I’m not talking about growing government — I’m talking about creating structures by which government can fulfill its basic duties to the populace: a guarantee of expression and the right to pursue happiness. Corporatism affects my personal safety and well-being, and limits my choices in a marketplace. That’s not freedom.
Agency capture is a huge problem in government, and the only way to solve it is to put some serious fucking brakes on the private sector’s influence on the regulatory apparatus, and impose some strict ethics rules on policymakers. You should not be able to go straight into the private sector from a regulatory agency and vice-versa. Campaigns should not be allowed to take ANY kind of corporate donation. And yes, there should be tort reform.
I am not a socialist, I’m a neo-libertarian.
November 28th, 2009 at 10:01 pm
OK, well my bad for calling you a socialist when your a neo-libertarian.
I guess agency capture would be similar to regulatory capture, as one example where governments start handing out tax credits to big corporations to move into their state or city. This happens all the time and is another big problem, it is another example of Fortune 500 elitism and favoritism by the govt.
There is a definite problem with companies getting too big, and the govt. re-enforcing this dynamic. This is a hard problem to solve, because it’s so industry specific and then we have to rely on the faulty government to regulate the breakup. This did work well on MA-BELL in the 80’s. Although there aren’t that many monopolies anymore (a few tech companies which might be impossible to split up), there are way too many oligopolies which are all tied into the govt, especially in the financial industry (Visa, Amex, MC, Fannie Mae, and on and on…)…
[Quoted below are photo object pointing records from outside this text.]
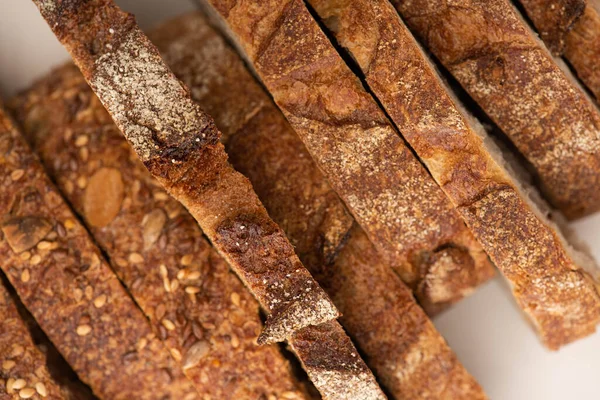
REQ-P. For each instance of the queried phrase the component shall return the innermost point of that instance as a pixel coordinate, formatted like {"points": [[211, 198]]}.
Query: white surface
{"points": [[487, 331]]}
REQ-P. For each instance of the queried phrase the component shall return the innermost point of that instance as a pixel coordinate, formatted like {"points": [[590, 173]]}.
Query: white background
{"points": [[486, 331]]}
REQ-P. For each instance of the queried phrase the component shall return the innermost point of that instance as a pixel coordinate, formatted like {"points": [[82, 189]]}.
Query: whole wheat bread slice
{"points": [[62, 279], [198, 308], [23, 370], [501, 63], [387, 190], [379, 311], [546, 275], [179, 145]]}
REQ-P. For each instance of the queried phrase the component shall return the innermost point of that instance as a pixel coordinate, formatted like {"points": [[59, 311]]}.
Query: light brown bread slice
{"points": [[387, 190], [379, 311], [179, 144], [204, 314], [60, 276], [23, 370], [495, 56], [547, 277], [571, 28]]}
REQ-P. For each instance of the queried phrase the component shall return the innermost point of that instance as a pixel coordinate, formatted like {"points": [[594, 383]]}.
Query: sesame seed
{"points": [[100, 301], [81, 141], [17, 174], [168, 324], [192, 290], [26, 393], [19, 384], [41, 389], [83, 330], [235, 299], [136, 258]]}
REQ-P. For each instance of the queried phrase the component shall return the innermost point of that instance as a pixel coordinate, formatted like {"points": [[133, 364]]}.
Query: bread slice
{"points": [[203, 313], [379, 311], [387, 190], [23, 366], [548, 278], [180, 146], [494, 55], [60, 276], [571, 28]]}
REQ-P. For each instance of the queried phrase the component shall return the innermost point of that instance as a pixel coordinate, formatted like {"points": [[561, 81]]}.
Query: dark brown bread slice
{"points": [[495, 56], [180, 146], [571, 28], [552, 287], [378, 309], [60, 276], [23, 371], [554, 19], [391, 195], [204, 314]]}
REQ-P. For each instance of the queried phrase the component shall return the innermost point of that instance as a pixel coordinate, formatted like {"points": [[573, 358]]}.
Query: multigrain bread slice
{"points": [[387, 190], [547, 277], [571, 28], [203, 313], [179, 145], [23, 371], [500, 62], [379, 311], [61, 278]]}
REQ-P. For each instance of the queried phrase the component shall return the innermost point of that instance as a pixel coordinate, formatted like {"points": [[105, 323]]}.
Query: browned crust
{"points": [[20, 359], [497, 59], [204, 314], [379, 311], [58, 273], [178, 143], [554, 19], [384, 186], [525, 249], [583, 49]]}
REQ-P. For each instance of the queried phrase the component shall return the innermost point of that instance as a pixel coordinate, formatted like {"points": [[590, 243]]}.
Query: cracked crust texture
{"points": [[554, 19], [20, 359], [179, 144], [391, 195], [551, 288], [494, 55], [58, 273], [204, 314], [402, 346], [570, 28]]}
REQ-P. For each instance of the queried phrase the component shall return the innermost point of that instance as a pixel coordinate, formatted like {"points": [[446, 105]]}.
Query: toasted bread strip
{"points": [[387, 190], [549, 283], [60, 275], [554, 19], [378, 309], [204, 314], [495, 56], [23, 370], [180, 146], [572, 28]]}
I agree that a sort of corporate elitism has developed where the government (federal, state, & local), and is catering and favoring to specific large corporations thereby ruining the free market.
We could start by burning the tax code and writing a new one…
November 29th, 2009 at 9:19 am
Other than a social safety net (to encourage production; beneficient nationalism) and a law-enshrined pursuit of liberty and equality (respect for others’ liberty), I think we’re in general agreement.
Which is why we need a better-than trad Libertarian third party.
And fuck Objectivism in Ayn Rand’s corpse-holes.